Disclosure of Invention
In view of the above defects in the prior art, the technical problem to be solved by the present invention is to classify users according to the acquisition of the burial point information of the users, so as to provide different services for different users, and improve the experience of the customers.
In order to achieve the above object, the present invention provides a classification method of embedded point information, comprising the following steps;
s10, acquiring the buried point information of the user;
s20, the embedded point information is immediately sent to a log record;
s30, the information of the same user is accumulated, and the customers are classified according to the information of the customer' S embedded points.

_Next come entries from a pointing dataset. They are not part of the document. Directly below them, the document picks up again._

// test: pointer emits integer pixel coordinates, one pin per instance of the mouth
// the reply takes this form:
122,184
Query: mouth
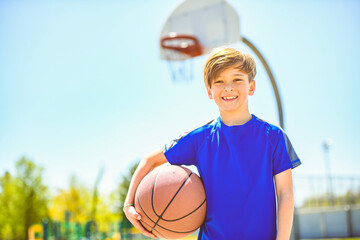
229,99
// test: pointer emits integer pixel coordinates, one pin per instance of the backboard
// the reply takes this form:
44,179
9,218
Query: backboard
212,22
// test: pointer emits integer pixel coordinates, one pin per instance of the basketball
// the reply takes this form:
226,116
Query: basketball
171,201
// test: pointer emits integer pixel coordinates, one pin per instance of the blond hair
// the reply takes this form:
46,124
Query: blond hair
223,58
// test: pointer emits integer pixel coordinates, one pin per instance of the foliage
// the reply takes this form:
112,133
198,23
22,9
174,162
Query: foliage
75,204
23,200
122,189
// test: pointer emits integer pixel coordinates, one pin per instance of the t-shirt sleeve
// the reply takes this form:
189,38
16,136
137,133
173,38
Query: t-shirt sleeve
182,150
284,156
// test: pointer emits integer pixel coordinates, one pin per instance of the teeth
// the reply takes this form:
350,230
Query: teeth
229,98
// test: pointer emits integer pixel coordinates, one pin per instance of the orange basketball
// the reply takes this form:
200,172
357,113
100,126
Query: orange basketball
171,201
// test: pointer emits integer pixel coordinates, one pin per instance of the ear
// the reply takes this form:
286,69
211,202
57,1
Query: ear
252,88
209,93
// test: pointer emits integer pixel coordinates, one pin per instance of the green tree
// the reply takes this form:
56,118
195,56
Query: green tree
23,200
123,188
7,206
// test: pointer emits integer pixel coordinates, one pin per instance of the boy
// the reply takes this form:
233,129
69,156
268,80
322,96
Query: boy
238,156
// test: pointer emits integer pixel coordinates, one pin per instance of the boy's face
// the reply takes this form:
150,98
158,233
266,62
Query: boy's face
230,90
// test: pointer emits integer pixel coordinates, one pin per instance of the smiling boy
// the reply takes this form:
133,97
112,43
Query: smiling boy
245,162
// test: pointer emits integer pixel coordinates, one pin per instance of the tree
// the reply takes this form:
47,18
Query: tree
76,201
7,206
123,188
23,199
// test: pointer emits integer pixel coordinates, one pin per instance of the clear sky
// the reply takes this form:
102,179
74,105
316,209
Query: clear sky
82,85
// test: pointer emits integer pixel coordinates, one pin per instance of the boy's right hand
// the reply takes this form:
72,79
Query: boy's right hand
134,217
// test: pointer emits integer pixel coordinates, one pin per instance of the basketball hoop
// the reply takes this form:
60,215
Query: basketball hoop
178,50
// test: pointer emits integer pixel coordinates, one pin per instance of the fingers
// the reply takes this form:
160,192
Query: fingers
134,218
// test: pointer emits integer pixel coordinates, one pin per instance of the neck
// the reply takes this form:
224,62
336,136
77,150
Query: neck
231,119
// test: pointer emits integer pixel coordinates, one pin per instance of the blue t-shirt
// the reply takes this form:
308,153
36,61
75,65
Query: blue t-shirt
237,164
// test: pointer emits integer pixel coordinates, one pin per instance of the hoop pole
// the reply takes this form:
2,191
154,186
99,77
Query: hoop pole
272,79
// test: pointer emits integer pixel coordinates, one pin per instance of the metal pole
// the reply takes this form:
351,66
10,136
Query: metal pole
272,79
326,146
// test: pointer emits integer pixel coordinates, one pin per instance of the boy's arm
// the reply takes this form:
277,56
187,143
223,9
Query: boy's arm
285,199
147,164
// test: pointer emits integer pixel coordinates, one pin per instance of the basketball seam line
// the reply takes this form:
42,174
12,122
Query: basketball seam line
172,220
152,197
165,227
158,224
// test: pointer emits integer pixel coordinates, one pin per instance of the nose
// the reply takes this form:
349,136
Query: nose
228,87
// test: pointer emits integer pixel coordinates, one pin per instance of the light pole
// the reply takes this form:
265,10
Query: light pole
326,146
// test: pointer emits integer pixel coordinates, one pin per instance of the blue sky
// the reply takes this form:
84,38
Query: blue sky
82,85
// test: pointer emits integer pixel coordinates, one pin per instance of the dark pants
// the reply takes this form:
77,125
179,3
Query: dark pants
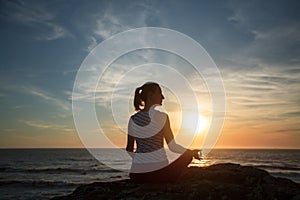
169,173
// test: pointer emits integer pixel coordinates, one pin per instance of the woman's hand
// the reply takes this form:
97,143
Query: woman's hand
196,154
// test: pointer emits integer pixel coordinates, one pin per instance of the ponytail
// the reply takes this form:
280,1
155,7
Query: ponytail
140,94
137,99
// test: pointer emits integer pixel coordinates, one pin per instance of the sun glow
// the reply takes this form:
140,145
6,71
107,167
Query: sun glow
201,125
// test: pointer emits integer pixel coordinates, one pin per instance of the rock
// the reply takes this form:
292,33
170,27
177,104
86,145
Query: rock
220,181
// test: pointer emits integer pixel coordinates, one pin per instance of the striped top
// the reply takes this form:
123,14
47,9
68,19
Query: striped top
146,128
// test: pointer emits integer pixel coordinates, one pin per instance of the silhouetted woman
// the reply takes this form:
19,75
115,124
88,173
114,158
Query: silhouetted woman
148,128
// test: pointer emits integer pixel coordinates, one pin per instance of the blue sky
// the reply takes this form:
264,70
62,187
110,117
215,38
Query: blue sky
255,44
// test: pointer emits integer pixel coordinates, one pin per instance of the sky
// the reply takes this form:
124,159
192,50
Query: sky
255,45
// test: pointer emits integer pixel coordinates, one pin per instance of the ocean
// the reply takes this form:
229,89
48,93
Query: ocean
45,173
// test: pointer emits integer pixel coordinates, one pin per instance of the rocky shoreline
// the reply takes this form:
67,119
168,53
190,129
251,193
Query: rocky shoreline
220,181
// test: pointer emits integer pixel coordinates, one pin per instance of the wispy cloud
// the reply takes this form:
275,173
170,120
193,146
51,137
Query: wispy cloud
43,125
46,96
37,16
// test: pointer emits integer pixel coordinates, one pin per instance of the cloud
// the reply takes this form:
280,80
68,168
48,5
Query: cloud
36,16
272,34
44,95
43,125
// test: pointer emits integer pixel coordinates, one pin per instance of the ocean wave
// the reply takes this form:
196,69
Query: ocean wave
56,170
37,183
291,168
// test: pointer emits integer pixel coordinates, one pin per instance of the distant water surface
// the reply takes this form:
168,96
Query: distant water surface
45,173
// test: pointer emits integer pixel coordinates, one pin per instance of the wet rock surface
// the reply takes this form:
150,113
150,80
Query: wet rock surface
220,181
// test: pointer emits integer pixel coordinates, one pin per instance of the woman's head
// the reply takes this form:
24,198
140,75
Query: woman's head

Further, the S30 further includes;
s310, the single-user APP is used for more than 15 minutes once, or enters a specific page for more than 15 times, or a certain button is clicked for more than 15 times, and the user is marked as a class A user;
s320, the single-user APP is used for more than 10 minutes once, or enters a specific page for more than 10 times, or clicks a certain button for more than 10 times, and the user is marked as a B-class user;
s330, the single-user APP is used for more than 5 minutes once, or enters a specific page for more than 5 times, or clicks a certain button for more than 5 times, and the user is marked as a B-class user;
s340, the single-user APP is used for less than 5 minutes once, the specific page is entered for less than 5 times, a certain button is clicked for less than 5 times, and the user marks the page as a B-class user.
Further, the log records include normal logs, abnormal logs, buried point logs and crash records.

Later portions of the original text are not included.